Pope Francis, leader of the world’s 1.3 billion Roman Catholics, has been, as he put it, “caged” in the Vatican. He has been encouraging his flock via scaled-down Holy Week services transmitted live on television and over the internet.
Most of them have been held in an empty St. Peter’s Basilica, which can hold up to 10,000 people, and an empty St. Peter’s Square, which has drawn more than 100,000 in past years.
Holy Week — which includes Palm Sunday, Holy Thursday, Good Friday, Holy Saturday and Easter Sunday — is the most solemn period in the Christian liturgical calendar.
“We are celebrating Good Friday, the commemoration of the death of Jesus, under very difficult circumstances,” Archbishop Pierbattista Pizzaballa, the Vatican’s apostolic administrator in the Holy Land, said outside Jerusalem’s Church of the Holy Sepulchre, revered as the site of Jesus’ crucifixion, burial and resurrection.
Only a few clerics were allowed inside the church for what otherwise would have been a packed service.
Despite the grim reality of the coronavirus crisis, many pastors have not allowed it to dampen the hope inherent in the Easter message of life triumphing over death.
Since his parishioners couldn’t come to him, Irish priest Malachy Conlon geared up — literally — and went to them on Holy Thursday.
He drove an open-top “popemobile” once used by Pope John Paul around northeastern coastal villages, blessing from a safe distance people who gathered on the side of the road as he passed.
“There were huge crowds, it was a moving turnout,” he said after the six-hour drive.

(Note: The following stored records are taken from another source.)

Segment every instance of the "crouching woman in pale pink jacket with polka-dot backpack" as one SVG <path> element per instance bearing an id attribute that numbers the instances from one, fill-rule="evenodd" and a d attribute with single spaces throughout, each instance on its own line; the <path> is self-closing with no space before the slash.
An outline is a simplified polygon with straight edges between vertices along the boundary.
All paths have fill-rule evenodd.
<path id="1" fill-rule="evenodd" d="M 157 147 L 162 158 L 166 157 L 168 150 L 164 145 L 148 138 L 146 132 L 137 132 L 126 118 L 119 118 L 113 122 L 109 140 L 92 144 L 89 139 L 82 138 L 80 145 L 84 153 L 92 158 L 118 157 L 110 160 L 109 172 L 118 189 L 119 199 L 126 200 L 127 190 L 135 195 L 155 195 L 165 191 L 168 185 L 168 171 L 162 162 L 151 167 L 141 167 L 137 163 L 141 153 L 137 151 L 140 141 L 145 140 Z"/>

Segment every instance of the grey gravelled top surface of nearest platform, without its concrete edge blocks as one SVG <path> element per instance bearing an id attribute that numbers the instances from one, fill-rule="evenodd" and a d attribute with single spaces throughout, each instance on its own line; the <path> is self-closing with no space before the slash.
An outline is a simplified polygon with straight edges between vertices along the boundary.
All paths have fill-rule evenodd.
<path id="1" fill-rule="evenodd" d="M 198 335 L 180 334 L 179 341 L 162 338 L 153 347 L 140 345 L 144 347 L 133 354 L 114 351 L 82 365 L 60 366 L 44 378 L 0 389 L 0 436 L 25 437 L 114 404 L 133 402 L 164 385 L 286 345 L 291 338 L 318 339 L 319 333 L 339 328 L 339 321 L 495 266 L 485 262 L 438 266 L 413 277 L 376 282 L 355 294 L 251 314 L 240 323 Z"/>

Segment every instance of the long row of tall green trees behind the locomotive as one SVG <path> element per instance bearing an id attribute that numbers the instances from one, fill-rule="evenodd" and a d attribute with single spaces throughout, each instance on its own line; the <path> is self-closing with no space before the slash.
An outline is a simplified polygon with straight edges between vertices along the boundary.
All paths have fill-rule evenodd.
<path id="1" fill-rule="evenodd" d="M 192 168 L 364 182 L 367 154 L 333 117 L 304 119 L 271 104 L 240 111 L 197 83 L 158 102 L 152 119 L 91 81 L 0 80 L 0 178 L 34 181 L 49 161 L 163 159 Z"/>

“I’ve never received such a torrent of messages as I have this evening, people deeply appreciative and feeling connected to one another, despite all of the distancing.”
On Palm Sunday in the German city of Achern, Father Joachim Giesler pasted pictures of his parishioners on empty pews and said Mass for a few people, including a television crew.
Kerstine Bohnert watched the broadcast with her family.
“Attending church service through TV or online streaming you do have the feeling that you are part of it, we see the priest like we do when we attend church, we see the pictures of others when the camera tilts and recognise other people and we are happy to take part,” she said.
It was such a hit with the homebound parishioners that Giesler will do it again on Easter Sunday.
The pandemic has cut across all Christian denominations, creating a sense of unity brought on by crisis.
For nearly 250 years in Winston-Salem, North Carolina, the Easter sunrise service of the Home Moravian church included about 300 musicians playing through the town.
This year, instead of the tradition dating back to 1772, a pastor and a handful of musicians from the Protestant denomination will hold a service broadcast on television and the internet.
“This was a difficult decision to make, and this Easter will
be different for all of us,” Church elder Reverend Chaz Snider wrote in a letter to the faithful.
“But we have faith in God who brings hope out of fear. So set your alarm, brew a cup of coffee, and join us on your back porch as we proclaim the resurrection of our Lord.”